A operação resultou na prisão de sete advogados suspeitos de atuar com a ajuda dos servidores do TJMT. Segundo as investigações, os envolvidos teriam manipulado pagamentos e alvarás judiciais com o objetivo de desviar recursos públicos.
O afastamento dos servidores têm prazo de 60 dias e foi determinado com base no Estatuto dos Servidores Públicos do Estado. Nesse período, eles terão suspensos todos os acessos aos sistemas processuais e administrativos do Judiciário, incluindo controle de ponto, e-mail funcional e página interna do servidor.
Além disso, o tribunal exonerou a servidora que ocupava o cargo de chefe de divisão do Departamento do Funajuris. Os servidores afastados também passarão a responder a uma sindicância investigatória, que vai apurar irregularidades nas movimentações financeiras desde maio de 2011.
Para reforçar o processo de apuração, o presidente do TJMT, desembargador José Zuquim Nogueira, determinou a criação de uma Comissão Especial de Auditoria. O grupo será responsável por revisar todos os pagamentos e alvarás expedidos a partir do período investigado.
Entre os alvos estão:
Em nota, o advogado de defesa do o casal Augusto Volpato e Julia Maria Asckar Volpato, Renan Serra, disse que desconhecem os fatos. Segundo o advogado, Augusto figura formalmente como sócio em uma empresa do ramo de fomento mercantil, de caráter familiar, cuja administração e representação processual, no período investigado, eram praticadas por outra pessoa.
“Ele jamais exerceu qualquer função de gestão ou representação ativa da empresa no intervalo temporal investigado, período em que estava – como ainda está – exclusivamente dedicado a administração rural de propriedade familiar”, explicou.

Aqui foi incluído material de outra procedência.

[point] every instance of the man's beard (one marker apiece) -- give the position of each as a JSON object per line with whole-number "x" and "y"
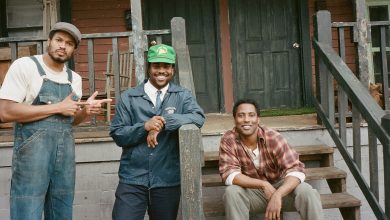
{"x": 57, "y": 59}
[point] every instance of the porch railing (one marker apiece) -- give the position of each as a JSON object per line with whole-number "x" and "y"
{"x": 189, "y": 135}
{"x": 330, "y": 68}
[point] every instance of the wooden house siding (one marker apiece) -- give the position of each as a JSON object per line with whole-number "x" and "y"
{"x": 341, "y": 11}
{"x": 98, "y": 16}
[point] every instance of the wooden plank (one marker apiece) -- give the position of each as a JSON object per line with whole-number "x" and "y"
{"x": 190, "y": 172}
{"x": 318, "y": 173}
{"x": 138, "y": 40}
{"x": 384, "y": 71}
{"x": 323, "y": 34}
{"x": 91, "y": 73}
{"x": 183, "y": 57}
{"x": 341, "y": 96}
{"x": 214, "y": 205}
{"x": 363, "y": 46}
{"x": 373, "y": 165}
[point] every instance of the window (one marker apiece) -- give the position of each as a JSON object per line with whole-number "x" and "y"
{"x": 24, "y": 18}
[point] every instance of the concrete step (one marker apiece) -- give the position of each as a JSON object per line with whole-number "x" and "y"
{"x": 348, "y": 204}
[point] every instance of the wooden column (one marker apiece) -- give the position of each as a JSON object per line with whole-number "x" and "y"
{"x": 324, "y": 80}
{"x": 362, "y": 42}
{"x": 190, "y": 172}
{"x": 226, "y": 56}
{"x": 138, "y": 40}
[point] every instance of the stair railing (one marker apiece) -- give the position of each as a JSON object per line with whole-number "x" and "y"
{"x": 330, "y": 68}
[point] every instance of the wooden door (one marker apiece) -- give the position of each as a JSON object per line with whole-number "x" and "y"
{"x": 201, "y": 39}
{"x": 266, "y": 52}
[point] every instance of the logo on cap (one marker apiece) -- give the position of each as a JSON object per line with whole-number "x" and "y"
{"x": 162, "y": 51}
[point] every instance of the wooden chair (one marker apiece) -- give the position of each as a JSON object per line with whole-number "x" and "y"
{"x": 125, "y": 75}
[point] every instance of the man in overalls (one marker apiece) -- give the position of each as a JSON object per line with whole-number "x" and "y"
{"x": 42, "y": 95}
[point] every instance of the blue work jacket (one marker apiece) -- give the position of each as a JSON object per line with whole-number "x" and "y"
{"x": 159, "y": 166}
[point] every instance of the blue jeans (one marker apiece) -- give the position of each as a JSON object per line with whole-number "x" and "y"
{"x": 43, "y": 170}
{"x": 132, "y": 201}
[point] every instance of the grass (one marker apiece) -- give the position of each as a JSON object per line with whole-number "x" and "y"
{"x": 287, "y": 111}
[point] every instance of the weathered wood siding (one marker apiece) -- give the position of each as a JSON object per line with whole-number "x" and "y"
{"x": 341, "y": 11}
{"x": 98, "y": 16}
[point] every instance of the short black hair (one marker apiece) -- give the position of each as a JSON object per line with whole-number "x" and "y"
{"x": 246, "y": 101}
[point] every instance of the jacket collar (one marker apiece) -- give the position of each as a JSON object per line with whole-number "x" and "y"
{"x": 140, "y": 91}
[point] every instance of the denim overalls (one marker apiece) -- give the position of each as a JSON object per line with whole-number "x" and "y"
{"x": 43, "y": 163}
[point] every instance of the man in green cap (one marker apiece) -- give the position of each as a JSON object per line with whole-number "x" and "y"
{"x": 146, "y": 127}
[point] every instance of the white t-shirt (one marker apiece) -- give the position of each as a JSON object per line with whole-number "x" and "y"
{"x": 23, "y": 82}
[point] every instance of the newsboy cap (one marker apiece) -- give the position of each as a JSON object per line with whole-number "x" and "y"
{"x": 68, "y": 28}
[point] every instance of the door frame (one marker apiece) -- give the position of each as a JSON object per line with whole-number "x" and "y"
{"x": 305, "y": 53}
{"x": 306, "y": 65}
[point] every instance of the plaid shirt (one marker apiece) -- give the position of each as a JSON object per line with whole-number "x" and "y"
{"x": 277, "y": 158}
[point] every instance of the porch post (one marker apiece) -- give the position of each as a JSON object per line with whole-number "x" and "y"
{"x": 190, "y": 172}
{"x": 138, "y": 40}
{"x": 386, "y": 165}
{"x": 324, "y": 80}
{"x": 361, "y": 30}
{"x": 49, "y": 15}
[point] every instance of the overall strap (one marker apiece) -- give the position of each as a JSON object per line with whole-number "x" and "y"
{"x": 40, "y": 69}
{"x": 69, "y": 71}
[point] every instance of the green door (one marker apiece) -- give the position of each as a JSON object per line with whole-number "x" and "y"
{"x": 201, "y": 36}
{"x": 266, "y": 52}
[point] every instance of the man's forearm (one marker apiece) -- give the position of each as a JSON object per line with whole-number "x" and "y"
{"x": 248, "y": 182}
{"x": 80, "y": 116}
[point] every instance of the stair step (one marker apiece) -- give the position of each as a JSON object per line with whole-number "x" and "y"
{"x": 318, "y": 173}
{"x": 321, "y": 153}
{"x": 214, "y": 206}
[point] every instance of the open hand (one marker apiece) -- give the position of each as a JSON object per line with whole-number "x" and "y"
{"x": 93, "y": 106}
{"x": 151, "y": 139}
{"x": 274, "y": 207}
{"x": 155, "y": 123}
{"x": 68, "y": 107}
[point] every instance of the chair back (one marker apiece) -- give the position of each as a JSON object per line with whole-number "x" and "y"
{"x": 125, "y": 70}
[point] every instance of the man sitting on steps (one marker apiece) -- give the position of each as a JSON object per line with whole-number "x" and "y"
{"x": 262, "y": 172}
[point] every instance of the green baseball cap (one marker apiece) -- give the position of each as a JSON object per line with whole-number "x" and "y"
{"x": 161, "y": 53}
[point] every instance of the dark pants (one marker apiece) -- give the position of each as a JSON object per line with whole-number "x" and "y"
{"x": 132, "y": 201}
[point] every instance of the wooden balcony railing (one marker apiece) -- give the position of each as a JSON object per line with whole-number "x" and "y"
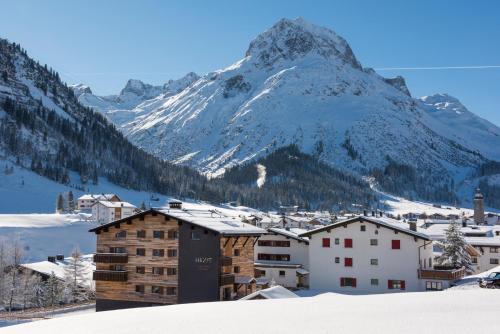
{"x": 111, "y": 258}
{"x": 110, "y": 276}
{"x": 226, "y": 261}
{"x": 442, "y": 274}
{"x": 226, "y": 279}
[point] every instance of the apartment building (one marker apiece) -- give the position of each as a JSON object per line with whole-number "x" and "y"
{"x": 282, "y": 257}
{"x": 373, "y": 255}
{"x": 172, "y": 255}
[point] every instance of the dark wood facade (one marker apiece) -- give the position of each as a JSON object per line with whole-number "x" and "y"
{"x": 155, "y": 259}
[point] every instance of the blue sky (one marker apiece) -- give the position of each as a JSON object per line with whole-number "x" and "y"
{"x": 104, "y": 43}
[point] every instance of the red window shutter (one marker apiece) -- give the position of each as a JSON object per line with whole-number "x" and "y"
{"x": 348, "y": 243}
{"x": 326, "y": 242}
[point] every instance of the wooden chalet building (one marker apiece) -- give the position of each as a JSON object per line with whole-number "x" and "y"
{"x": 171, "y": 256}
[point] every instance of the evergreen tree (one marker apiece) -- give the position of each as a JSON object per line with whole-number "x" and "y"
{"x": 71, "y": 202}
{"x": 455, "y": 249}
{"x": 75, "y": 278}
{"x": 60, "y": 204}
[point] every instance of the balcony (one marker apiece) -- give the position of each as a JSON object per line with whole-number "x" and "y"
{"x": 226, "y": 261}
{"x": 111, "y": 258}
{"x": 110, "y": 276}
{"x": 448, "y": 274}
{"x": 226, "y": 279}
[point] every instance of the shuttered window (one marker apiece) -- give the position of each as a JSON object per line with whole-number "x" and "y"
{"x": 348, "y": 243}
{"x": 326, "y": 242}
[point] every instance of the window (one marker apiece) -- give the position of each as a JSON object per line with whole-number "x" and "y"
{"x": 326, "y": 242}
{"x": 117, "y": 267}
{"x": 157, "y": 271}
{"x": 158, "y": 234}
{"x": 395, "y": 284}
{"x": 172, "y": 252}
{"x": 157, "y": 290}
{"x": 433, "y": 286}
{"x": 117, "y": 250}
{"x": 172, "y": 235}
{"x": 121, "y": 235}
{"x": 348, "y": 243}
{"x": 274, "y": 243}
{"x": 273, "y": 257}
{"x": 158, "y": 252}
{"x": 348, "y": 281}
{"x": 171, "y": 271}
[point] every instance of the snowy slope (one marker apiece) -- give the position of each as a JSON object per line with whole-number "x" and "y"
{"x": 300, "y": 83}
{"x": 457, "y": 312}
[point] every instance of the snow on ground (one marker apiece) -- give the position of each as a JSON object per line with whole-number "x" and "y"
{"x": 456, "y": 312}
{"x": 26, "y": 192}
{"x": 42, "y": 235}
{"x": 58, "y": 268}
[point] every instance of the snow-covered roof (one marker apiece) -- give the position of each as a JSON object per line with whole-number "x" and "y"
{"x": 458, "y": 312}
{"x": 109, "y": 204}
{"x": 382, "y": 221}
{"x": 214, "y": 220}
{"x": 97, "y": 197}
{"x": 291, "y": 233}
{"x": 58, "y": 268}
{"x": 274, "y": 292}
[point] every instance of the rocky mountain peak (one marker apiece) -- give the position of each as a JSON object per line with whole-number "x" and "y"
{"x": 292, "y": 39}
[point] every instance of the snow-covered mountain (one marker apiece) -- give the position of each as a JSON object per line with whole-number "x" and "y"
{"x": 302, "y": 84}
{"x": 134, "y": 100}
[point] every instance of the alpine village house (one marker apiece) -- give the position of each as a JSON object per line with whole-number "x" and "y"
{"x": 172, "y": 255}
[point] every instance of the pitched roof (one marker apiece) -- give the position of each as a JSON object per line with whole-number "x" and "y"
{"x": 382, "y": 221}
{"x": 214, "y": 221}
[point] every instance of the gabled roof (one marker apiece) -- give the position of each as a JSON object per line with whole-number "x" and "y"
{"x": 381, "y": 221}
{"x": 291, "y": 233}
{"x": 204, "y": 218}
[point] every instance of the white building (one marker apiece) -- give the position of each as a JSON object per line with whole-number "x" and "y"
{"x": 105, "y": 212}
{"x": 282, "y": 257}
{"x": 373, "y": 255}
{"x": 86, "y": 201}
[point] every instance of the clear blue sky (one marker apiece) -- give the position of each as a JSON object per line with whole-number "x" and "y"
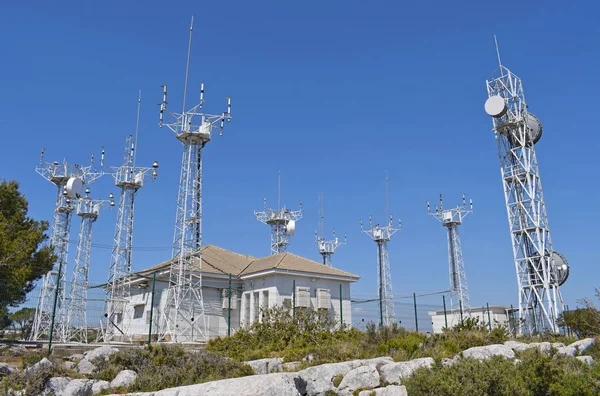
{"x": 334, "y": 94}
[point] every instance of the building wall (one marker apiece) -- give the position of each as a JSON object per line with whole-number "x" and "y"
{"x": 271, "y": 290}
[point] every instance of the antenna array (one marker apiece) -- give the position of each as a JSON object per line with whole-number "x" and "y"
{"x": 281, "y": 220}
{"x": 184, "y": 319}
{"x": 88, "y": 209}
{"x": 517, "y": 131}
{"x": 326, "y": 248}
{"x": 381, "y": 236}
{"x": 451, "y": 219}
{"x": 69, "y": 181}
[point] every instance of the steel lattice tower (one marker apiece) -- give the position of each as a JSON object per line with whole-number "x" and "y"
{"x": 184, "y": 318}
{"x": 326, "y": 248}
{"x": 88, "y": 209}
{"x": 51, "y": 306}
{"x": 516, "y": 131}
{"x": 451, "y": 219}
{"x": 129, "y": 178}
{"x": 281, "y": 220}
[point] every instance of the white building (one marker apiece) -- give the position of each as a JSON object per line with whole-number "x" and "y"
{"x": 255, "y": 283}
{"x": 498, "y": 316}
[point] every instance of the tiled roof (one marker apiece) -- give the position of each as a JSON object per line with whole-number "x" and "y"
{"x": 216, "y": 260}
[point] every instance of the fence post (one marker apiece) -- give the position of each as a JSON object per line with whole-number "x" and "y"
{"x": 294, "y": 299}
{"x": 445, "y": 315}
{"x": 229, "y": 308}
{"x": 54, "y": 307}
{"x": 151, "y": 308}
{"x": 341, "y": 309}
{"x": 416, "y": 320}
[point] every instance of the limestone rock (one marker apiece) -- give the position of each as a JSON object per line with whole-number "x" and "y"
{"x": 103, "y": 351}
{"x": 78, "y": 387}
{"x": 291, "y": 366}
{"x": 360, "y": 377}
{"x": 585, "y": 359}
{"x": 85, "y": 367}
{"x": 75, "y": 357}
{"x": 391, "y": 390}
{"x": 486, "y": 352}
{"x": 56, "y": 385}
{"x": 99, "y": 386}
{"x": 318, "y": 379}
{"x": 5, "y": 369}
{"x": 266, "y": 366}
{"x": 393, "y": 373}
{"x": 276, "y": 384}
{"x": 125, "y": 378}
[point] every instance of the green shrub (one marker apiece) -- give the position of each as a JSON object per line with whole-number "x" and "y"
{"x": 165, "y": 366}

Ainda segundo a defesa, Julia Mari, por sua vez, apenas recebeu valores em sua conta bancária provenientes de transferências realizadas pelo esposo, sem qualquer relação com os fatos sob investigação.
As defesas dos advogados Wagner Vasconcelos, Melissa França, João Augusto e João Miguel informaram que vão se manifestar sobre o caso somente após terem acesso ao conteúdo das investigações. A reportagem tenta localizar a defesa dos demais envolvidos.
De acordo com a Polícia Civil, o grupo criminoso entrava com ações de cobrança na Justiça e, sem que os devedores soubessem, simulava o pagamento da dívida usando comprovantes falsos de depósitos judiciais.
Com esses documentos falsificados, um servidor do judiciário alterava o sistema do TJMT para que constasse que o dinheiro estava disponível no processo. Assim, era possível emitir e sacar o valor por meio de alvarás.
Em nota, o TJMT informou que está contribuindo com a investigação da suposta irregularidade na gestão da Conta Única do Poder Judiciário e que irá instaurar os procedimentos disciplinares cabíveis para a apuração da responsabilidade administrativa dos servidores suspeitos. O órgão também destacou que adota rigorosos mecanismos de controle e transparência, visando prevenir quaisquer tipos de inconformidades.
Já a Ordem dos Advogados do Brasil (OAB-MT) informou que acompanha a operação e que irá requerer informações acerca da conduta dos advogados envolvidos para que seja instaurada a devida apuração junto ao Tribunal de Ética e Disciplina (TED) e tomadas outras medidas administrativas cabíveis.